The roundtable discussion (RTD) will try to address these questions, among others. The RTD will feature presentations and experiences from India and the Philippines on community and civil society struggles for equitable water rights and democratization of water policies. It will serve as a space to bring together water activists, community-based water operators, urban poor leaders, and civil society organizations for learning and exchanges, especially on alternatives to the current model of water management.

As part of the on-the-ground learning experience and exchange, the RTD will be followed by a site visit to one of the urban poor areas being served by the Metro Manila private water companies.

    PROGRAMME   

9:30- 10:00 AM         Registration
10:00- 10:15            Welcome Remarks
Overview and Context Setting: Water Rights and the Poor, A Video Documentation on the Struggles of Urban Poor Consumers and Communities in Metro Manila
10:15- 10:45    Community Water Cooperatives and Associations: Bridging the Gap in Water Service Provision in Metro Manila
   
    Leticia C. Viray, Head, Antipolo City Cooperatives and Livelihood Office       
       
    Cora Aragon, Pioneer officer and Board of Director, LUSRAI Multipurpose Cooperative

10:45- 11:00            Initial Reflections from Dr. V. Suresh on the two sharing
11:00- 11:30            Democratizing and Water in Tamil Nadu, India
Dr. V. Suresh, Center for Law, Policy, and Human Rights Studies

11:30- 12:00 nn        Open Forum

12:00- 1:00 PM        Lunch

1:00- 2:00            Open Forum (Continuation)

2:00- 2:30            Synthesis and Closing

Moderation

Mary Ann Manahan, Focus on the Global South
Kristine Quiray, Institute for Popular Democracy

* The Development Roundtable Series (DRTS) is a political process of consultation among different interest groups in the Philippines on a broad range of development policy issues and concerns. It is a venue to promote dialogue and debate, to generate policy ideas, and to build common policy platforms.

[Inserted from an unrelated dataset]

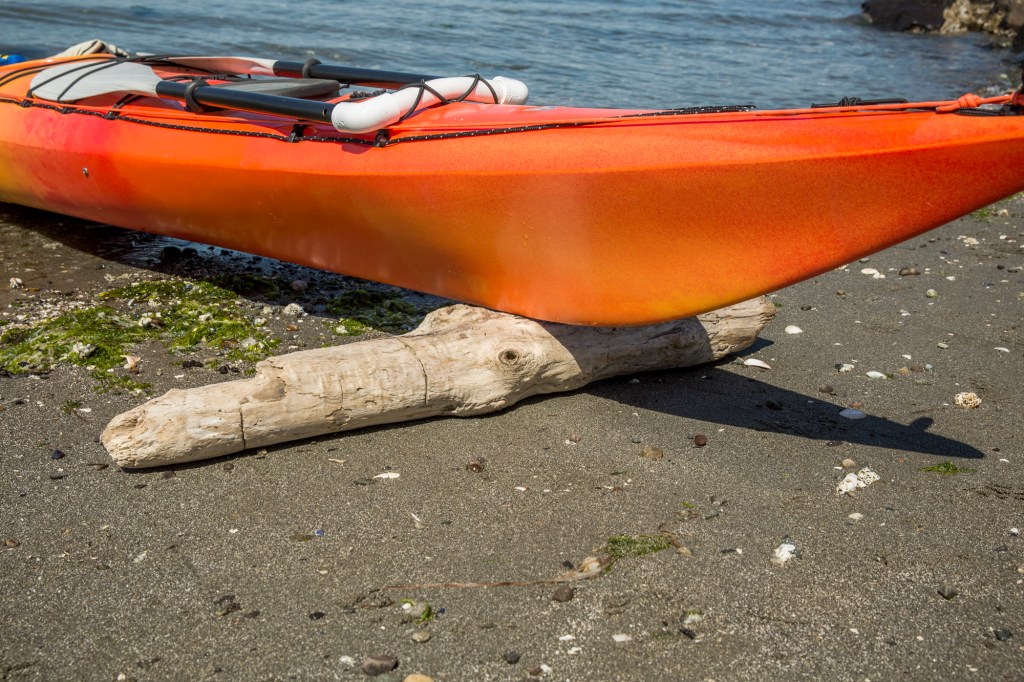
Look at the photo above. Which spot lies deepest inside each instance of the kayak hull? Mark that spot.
(623, 220)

The DRTS on Water aims to reach collective diagnoses of problems in urban and rural water provision and water resources conflict and regulation; to understand water situations and problems, the technical requirements for addressing them and the political opportunities that can be used by groups directly affected by the problems; to initiate policy dialogues with Water Districts, key agencies in the Philippine water sector, and key Congressional Committees in relation to specific propositions on alternatives; and to identify the nature of the flux in sector policy and the drivers of policy change. The thematic working group is composed of Bantay Tubig, Focus on the Global South-Philippines Programme, Freedom from Debt Coalition, Institute for Popular Democracy, Legal Rights and Natural Resources Center-Kasama sa Kalikasan, Pambansang Koalisyon ng Kababaihan sa Kanayunan, Visayas State University-Institute for Strategic Research and Development Studies, Water Commons Institute, and Women’s Legal Bureau.

About Dr. V. Suresh:

Advocate and appointed Advisor for Tamil Nadu to the Supreme Court Commissioner on Food Security; President, People’s Union for Civil Liberties-Tamil Nadu and Puducherry State Units; and Facilitator, Change Management and Institutional Transformation and Governance Reform as Founder Trustee.